Et l’Évangile semble répondre à
une inquiétude des temps, que
les médias se font un plaisir de
propager : la fin du monde estelle pour 2012 ?
Je vous propose de jeter un
coup d’œil sur les textes, dans
l’ordre où le prêtre nous les
présentera.

Dès la prière d’ouverture, la direction
nous est donnée, la voie nous est tracée
pour bien vivre cet Avent : dans l’attente,
bien sûr, mais une attente active, je dirai
plutôt une préparation active :
Donne à tes fidèles, Dieu tout-Puissant,
d’aller avec courage sur les chemins de
la justice à la rencontre du Seigneur.
Il n’y a pas trente-six moyens pour aller
à ta rencontre, Seigneur, sur cette route
de l’Avent.

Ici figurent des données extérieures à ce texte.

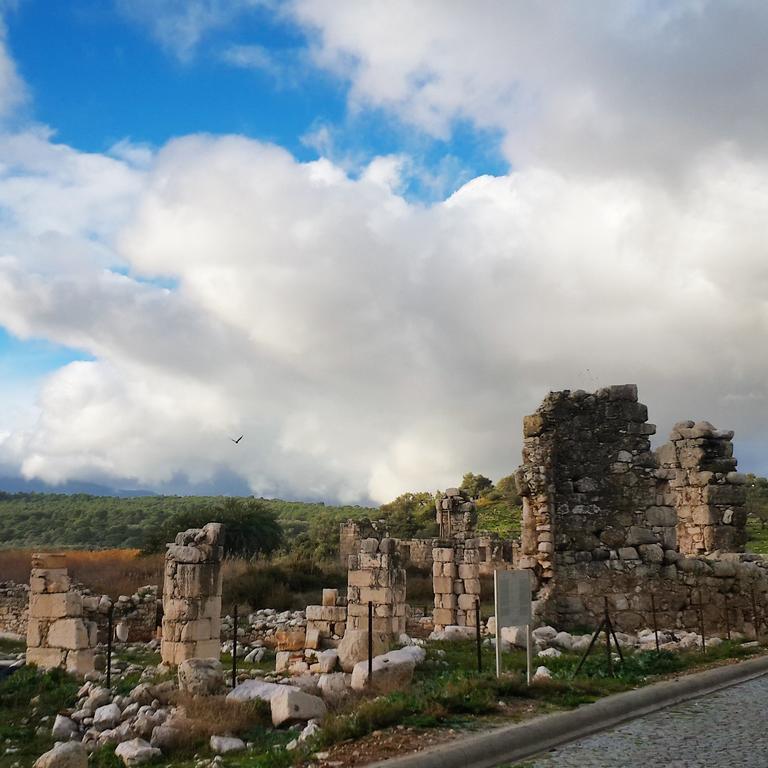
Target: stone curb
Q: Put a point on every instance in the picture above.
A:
(516, 742)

Et il faut souvent du courage
pour aller vers toi à travers nos frères,
dans la justice, surtout si l’on n’oublie
pas que pour toi et avec toi, rien ne peut
se faire sans amour !
Voilà donc notre route de l’Avent toute
balisée.

Jérémie nous encourage, en nous montrant
ce qui nous attend au bout de cette route
de justice que nous devons prendre avec
courage :
Parole du Seigneur : voici venir les jours où
j’accomplirai ma promesse de bonheur : en
ces jours-là,en ce temps-là, je ferai naître
chez David un Germe de justice, et il
exercera dans le pays le droit et la justice.
Nous voilà rassurés : nous devons prendre
la route, mais Dieu est avec nous. Il ne
veut rien faire tout seul, mais nous ne
pouvons rien faire sans lui. Merveilleuse
interférence, grandeur de l’homme ! Un peu
comme si Dieu faisait germer le droit et la
justice, dans le monde et dans nos cœurs,
et qu’il nous appartienne de l’entretenir, la
faire prospérer…

Difficile, impossible aux pauvres humains
que nous sommes ? Le psaume nous
confirme l’aide de Dieu ; si nous
l’acceptons, bien sûr !
Seigneur, enseigne-moi tes voies,
fais-moi connaître ta route.
Dirige-moi par ta vérité, enseigne-moi
car tu es le Dieu qui me sauve.
Il est droit, il est bon le Seigneur,
lui qui montre aux pécheurs le chemin.
Sa justice dirige les humbles,
il enseigne aux humbles son chemin.
Mais comment ouvrir nos yeux et notre
cœur ? Comment discerner cette route où
Dieu désire tant nous voir nous engager ?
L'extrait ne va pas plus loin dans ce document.